You’ve probably heard the terms ‘Artificial Intelligence’ and ‘Machine Learning’ so often, you’re not even wondering what they mean anymore. It can be a murky topic, so here’s a short guide which might answer a few questions you have been too afraid to ask…
There are currently numerous uses for AI in accounting, some more specific than others. It’s frequently being used to read documents; so applications can learn to recognise words to process scanned invoices, receipts and handwritten paper forms in a matter of seconds. Many companies are looking to AI to supplement their chatbots for first-level customer service, personalising the responses to provide a better experience for their users. Xero uses machine learning to automatically suggest account codes for transactions, reducing the time small businesses spend creating bills.
Finally, you might have used Xavier’s ‘Regular Suppliers’ insight to detect unusual supplier payments – the use of AI for from your Xero data’s payments
to regular suppliers, in order to find any significantly unexpected transactions.
So what is AI?
Machine Learning (ML) is a branch of AI, and usually plays a role in data processing, being able to spot patterns and trends, and sometimes suggesting answers based on what it has learned. AI as a whole is more advanced, mimicking human decision making at a higher level.
Artificial neural networks (ANNs) are a method of Machine Learning that echo human brain connectivity, where a node in ML is the equivalent of a neuron in humans. Nodes are arranged in layers with an input and output layer around a number of hidden ‘processing layers’, where each node in a layer is connected to every node in the next layer. Activating a node passes inputs through to other nodes in different hidden processing layers, through to an output layer. Neurons work in a similar way, carrying small electric signals from one to the next through the brain like wires.
The key is how the networks learn. In the brain, the more two neighbouring neurons are activated, the more likely that first will activate the second through a chemical process called plasticity. The equivalent of plasticity in ANNs would be weightings, which set the importance of connections between nodes through a number of algorithms.

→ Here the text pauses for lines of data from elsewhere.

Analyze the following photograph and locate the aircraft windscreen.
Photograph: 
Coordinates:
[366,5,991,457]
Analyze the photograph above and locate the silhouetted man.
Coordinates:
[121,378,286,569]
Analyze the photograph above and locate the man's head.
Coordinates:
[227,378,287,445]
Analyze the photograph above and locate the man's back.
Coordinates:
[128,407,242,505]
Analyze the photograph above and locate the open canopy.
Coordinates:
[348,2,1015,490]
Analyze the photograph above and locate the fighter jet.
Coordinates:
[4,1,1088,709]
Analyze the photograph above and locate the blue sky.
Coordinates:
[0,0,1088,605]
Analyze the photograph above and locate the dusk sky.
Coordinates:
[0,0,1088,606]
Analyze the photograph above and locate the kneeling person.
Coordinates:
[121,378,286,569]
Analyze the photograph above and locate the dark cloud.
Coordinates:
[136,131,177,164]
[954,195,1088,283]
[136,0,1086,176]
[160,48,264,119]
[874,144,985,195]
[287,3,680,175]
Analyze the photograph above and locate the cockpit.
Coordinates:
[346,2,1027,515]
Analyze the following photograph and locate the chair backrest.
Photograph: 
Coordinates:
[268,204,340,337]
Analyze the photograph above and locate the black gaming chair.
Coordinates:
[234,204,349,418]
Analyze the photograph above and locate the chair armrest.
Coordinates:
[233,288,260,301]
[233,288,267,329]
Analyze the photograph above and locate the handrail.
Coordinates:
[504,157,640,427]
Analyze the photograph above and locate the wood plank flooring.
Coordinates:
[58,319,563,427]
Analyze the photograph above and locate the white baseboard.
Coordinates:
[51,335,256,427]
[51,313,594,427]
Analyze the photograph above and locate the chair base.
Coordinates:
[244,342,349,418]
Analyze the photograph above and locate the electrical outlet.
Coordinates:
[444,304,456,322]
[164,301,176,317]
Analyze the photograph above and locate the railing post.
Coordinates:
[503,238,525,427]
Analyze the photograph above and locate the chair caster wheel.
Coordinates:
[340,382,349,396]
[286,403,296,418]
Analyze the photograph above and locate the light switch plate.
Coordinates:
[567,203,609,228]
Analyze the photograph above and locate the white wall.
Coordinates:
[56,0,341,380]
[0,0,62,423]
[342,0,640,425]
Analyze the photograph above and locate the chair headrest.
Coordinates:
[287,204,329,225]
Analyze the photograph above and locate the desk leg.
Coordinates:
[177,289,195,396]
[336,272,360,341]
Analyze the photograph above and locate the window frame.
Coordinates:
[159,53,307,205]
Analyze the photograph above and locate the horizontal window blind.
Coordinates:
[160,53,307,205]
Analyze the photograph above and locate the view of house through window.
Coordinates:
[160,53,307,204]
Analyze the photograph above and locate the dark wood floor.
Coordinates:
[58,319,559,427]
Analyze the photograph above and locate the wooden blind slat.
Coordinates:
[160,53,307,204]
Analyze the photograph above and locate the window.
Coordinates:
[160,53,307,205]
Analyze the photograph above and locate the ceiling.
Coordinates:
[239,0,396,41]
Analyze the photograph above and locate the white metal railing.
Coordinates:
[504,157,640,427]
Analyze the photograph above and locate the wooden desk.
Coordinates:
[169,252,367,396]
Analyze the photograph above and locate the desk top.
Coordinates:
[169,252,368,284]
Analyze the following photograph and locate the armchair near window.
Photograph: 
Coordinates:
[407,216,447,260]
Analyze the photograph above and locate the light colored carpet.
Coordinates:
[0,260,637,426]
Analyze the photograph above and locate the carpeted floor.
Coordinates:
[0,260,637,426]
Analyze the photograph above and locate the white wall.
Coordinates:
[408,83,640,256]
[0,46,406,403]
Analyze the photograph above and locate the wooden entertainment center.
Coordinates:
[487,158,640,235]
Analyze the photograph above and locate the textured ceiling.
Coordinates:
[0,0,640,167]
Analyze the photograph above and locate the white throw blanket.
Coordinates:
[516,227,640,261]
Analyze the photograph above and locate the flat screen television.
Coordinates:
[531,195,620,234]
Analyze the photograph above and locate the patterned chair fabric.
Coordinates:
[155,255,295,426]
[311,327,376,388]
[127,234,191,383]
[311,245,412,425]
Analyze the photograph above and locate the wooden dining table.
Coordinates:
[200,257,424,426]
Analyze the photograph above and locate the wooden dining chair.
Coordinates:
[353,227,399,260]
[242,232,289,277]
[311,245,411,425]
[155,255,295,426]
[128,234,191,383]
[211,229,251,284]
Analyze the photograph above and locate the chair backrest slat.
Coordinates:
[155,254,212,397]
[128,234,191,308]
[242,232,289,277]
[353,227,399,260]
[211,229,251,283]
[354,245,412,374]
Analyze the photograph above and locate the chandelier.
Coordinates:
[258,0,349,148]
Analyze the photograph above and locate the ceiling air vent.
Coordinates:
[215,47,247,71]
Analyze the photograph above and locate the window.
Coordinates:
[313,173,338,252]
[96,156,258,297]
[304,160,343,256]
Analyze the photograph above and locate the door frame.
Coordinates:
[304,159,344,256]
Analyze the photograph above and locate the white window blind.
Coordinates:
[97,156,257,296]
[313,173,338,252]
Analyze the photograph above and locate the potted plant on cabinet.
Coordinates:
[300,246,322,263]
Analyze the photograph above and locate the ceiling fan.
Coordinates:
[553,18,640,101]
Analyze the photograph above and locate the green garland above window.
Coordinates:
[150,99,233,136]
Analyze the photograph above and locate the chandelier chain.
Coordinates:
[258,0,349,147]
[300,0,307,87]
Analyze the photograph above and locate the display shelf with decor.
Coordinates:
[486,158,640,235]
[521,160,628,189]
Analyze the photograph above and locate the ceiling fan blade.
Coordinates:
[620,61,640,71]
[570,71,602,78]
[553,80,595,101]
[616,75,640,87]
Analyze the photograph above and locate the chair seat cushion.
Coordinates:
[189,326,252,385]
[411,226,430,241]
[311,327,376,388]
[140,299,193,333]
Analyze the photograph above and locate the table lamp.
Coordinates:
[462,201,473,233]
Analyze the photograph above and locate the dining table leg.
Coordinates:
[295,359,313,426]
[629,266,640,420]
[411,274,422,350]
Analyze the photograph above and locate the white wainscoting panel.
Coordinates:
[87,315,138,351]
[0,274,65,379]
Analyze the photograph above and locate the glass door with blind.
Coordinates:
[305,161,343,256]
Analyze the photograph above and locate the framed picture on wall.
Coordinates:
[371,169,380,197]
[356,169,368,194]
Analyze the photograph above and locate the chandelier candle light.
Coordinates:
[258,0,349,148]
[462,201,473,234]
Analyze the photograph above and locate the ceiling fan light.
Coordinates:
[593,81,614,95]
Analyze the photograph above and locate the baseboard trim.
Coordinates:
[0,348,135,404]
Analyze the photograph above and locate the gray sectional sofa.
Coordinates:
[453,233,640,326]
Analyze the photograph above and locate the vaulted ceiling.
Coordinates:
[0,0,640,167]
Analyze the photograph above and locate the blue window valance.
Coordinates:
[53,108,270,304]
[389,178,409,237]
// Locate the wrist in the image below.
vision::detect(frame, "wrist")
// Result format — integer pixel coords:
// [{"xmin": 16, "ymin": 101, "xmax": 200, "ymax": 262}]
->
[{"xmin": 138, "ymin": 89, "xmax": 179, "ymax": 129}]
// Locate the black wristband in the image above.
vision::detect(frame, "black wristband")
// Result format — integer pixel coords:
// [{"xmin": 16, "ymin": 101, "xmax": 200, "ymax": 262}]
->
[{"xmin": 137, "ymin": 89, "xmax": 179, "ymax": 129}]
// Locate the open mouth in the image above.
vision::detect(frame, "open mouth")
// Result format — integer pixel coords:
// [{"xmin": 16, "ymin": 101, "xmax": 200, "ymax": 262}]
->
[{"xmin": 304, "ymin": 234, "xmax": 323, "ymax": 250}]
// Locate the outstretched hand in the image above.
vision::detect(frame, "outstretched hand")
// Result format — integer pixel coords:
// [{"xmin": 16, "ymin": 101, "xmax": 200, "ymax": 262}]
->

Humans have an amazing 80-100 billion neurons; through this strengthening of connections, reflexes and memories are formed, all around the brain. These are tweaked constantly with every input, creating a unique, ever-shifting map of your experiences. In an ANN, these pathways are dictated by the number of hidden layers, algorithms and weightings that will decide when to strengthen those connections.
Currently, the largest supercomputers can only handle the equivalent of a frog brain with 16 million neurons, though we might expect this to increase exponentially in the near future.
Not quite Sci-Fi Whilst
AI can’t match the processing power of a human, yet, a key benefit is that the learning process can be unsupervised. When it learns, it has only a huge quantity of raw data, and finds patterns by running that data through the network over and over. It is capable of finding obscure patterns we couldn’t possibly get unaided from such large quantities of data.
Here’s a great example of ML from aiweirdness.com by Janelle Shane – a neural network is fed a large number of paint colours and names (7,700 in this example), through a few learning stages. The ANN does not know what colours, or even words, are. It has no visual processing ability and no dictionary to consult. When asked to then create a paint colour from what it has learned, the results from the first learning stage are… interesting, with only the vaguest idea of how to spell Blue. In later stages, the network can create ‘Burf Pink’ with, credibly, a shade of pink as well.
However clever that is, a human would probably tell you that ‘Burf Pink’ doesn’t sound like a nice colour at all! You can see, in this case, that a human user is needed to interpret the results, because we have all of the context. For AI which has no context or supervision, the key to good results is the data you provide. Making sure your Xero data is as clean and organised as possible, using tools such as Xavier Analytics is important to ensure everything is named and coded correctly.
Get involved in the future
There is still so much more we can learn from AI insights that will help small businesses thrive. Imagine a world where we could tell a small business owner exactly how they compare to successful businesses in their sector or region – we can tell them how likely they are to succeed (or fail) and predict how they will perform in the future, all from their Xero data.
Xavier are excited to be receiving funding from Innovate UK to bring more AI to Xero users. We’ve got some really great new features in development to help you provide the best data and insights for your clients.